While it’s less common to see this kind of thing in your user feedback surveys, you’d be hard-pressed not to find the occasional troll commenting on your social media posts.
You can ruminate for hours on why someone would want to leave a rude or hurtful comment on your paid Facebook ad, but it’s useless—they simply thought it was funny or amusing to do so.
Image credit: Hootsuite
At the same time, not every trollish or poorly worded comment is there without motive. They might just be an upset customer who is choosing to respond rudely. They might even be willing to give a more constructive opinion if you’re willing to show them that someone’s listening.
Turn That Negative Feedback Into Something Positive!
Those were five reasons for why people feel so inclined to leave negative feedback.

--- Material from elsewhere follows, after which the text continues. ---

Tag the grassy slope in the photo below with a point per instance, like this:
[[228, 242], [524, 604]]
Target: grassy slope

In order to turn that feedback into something useful, you have to know what to do with it. Here are some ways to do that:
Don’t Take it Personally
Why is it so had to take negative feedback, in the first place? Margie Warrell of Forbes helps shed light on the matter:
“…Hearing critical feedback strikes at the heart of two core human needs — the need to learn and grow, and the need to be accepted just the way we are. Consequently, even a gentle suggestion to do something differently can leave us feeling wounded.”

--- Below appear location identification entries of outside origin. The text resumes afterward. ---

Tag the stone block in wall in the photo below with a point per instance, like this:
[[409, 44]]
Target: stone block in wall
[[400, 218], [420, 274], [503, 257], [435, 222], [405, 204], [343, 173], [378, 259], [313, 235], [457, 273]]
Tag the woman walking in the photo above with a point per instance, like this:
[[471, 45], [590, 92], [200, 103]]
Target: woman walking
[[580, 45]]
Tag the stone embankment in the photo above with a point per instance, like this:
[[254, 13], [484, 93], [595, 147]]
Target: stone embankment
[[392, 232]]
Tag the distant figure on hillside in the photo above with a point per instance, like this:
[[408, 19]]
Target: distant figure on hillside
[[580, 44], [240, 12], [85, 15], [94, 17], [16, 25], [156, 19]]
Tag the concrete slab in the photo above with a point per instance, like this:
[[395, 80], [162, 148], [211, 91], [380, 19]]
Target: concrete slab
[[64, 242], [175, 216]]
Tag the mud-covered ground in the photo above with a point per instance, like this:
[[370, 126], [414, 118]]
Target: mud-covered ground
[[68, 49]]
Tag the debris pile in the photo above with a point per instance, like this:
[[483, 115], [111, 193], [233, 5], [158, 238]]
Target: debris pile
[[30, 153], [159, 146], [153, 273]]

Taking negative feedback is tough for anyone. Even so, she suggests that you should welcome criticism with open arms, but not to let it bring you down. If seeing one’s own faults was easy, everyone would be dramatically improving themselves.
Take Control by Responding Positively
When someone leaves a negative review on a public directory, such as your Yelp page or on Google Reviews, it can be a big blow—especially if the complaint seems unfounded or flat-out inaccurate.
“Getting the last word in” isn’t a healthy strategy that anyone should abide by when it comes to receiving criticism, but when it comes to defending managing your reputation, a coolheaded response is the perfect thing to bring the power back into your hands.
Here’s how Ryan Erskine suggests formulating your response:
- Acknowledge and apologize, even if you’re not at fault.
- Speak to the complaint’s primary concern with specificity rather than providing a stock response. This will show that you’ve taken the effort to understand the problem.
- Move to resolve the situation offline by providing contact information and the name of a representative.
- Wrap it all up into a message that’s short and sweet.
Erskine also notes a Harvard study which found people were less likely to leave negative reviews on a listing with responses from the business owner. You have nothing to lose by responding!
Convert It Into Useful Data
What better way to remove the emotional impact of negative feedback than by categorizing and compartmentalizing it into a spreadsheet?
More importantly, receiving negative feedback and suggestions is essential to the process of improving your product.
We’ve written an entire post on how to collect and integrate feedback for improving your product. It all comes down to this:
- Collect feedback from reviews, social media, surveys, and other channels
- Find the patterns of negative feedback that speak to a common problem or demand
- Create a feature prioritization matrix to help you decide which suggestions should be addressed first
Implementing the changes suggested by your customers shows that they’re truly being heard, and it’s essential for the growth of your product.
Negative feedback is crucial for growth, whether you’re an individual or a business. People understand this and are willing to provide negative feedback when asked.
At the same time, our built-in negativity bias can cause us to respond negatively more than positively. Combined with the anonymity provided by the internet, it’s easy for criticism to become imbued with emotions.
We can’t forget that some people will be negative just for the sake of it—but that doesn’t mean you should discredit their opinion entirely.
But when all is said and done, negative feedback is crucial for growth. There are a number of ways to reposition negative feedback to help you and your product grow.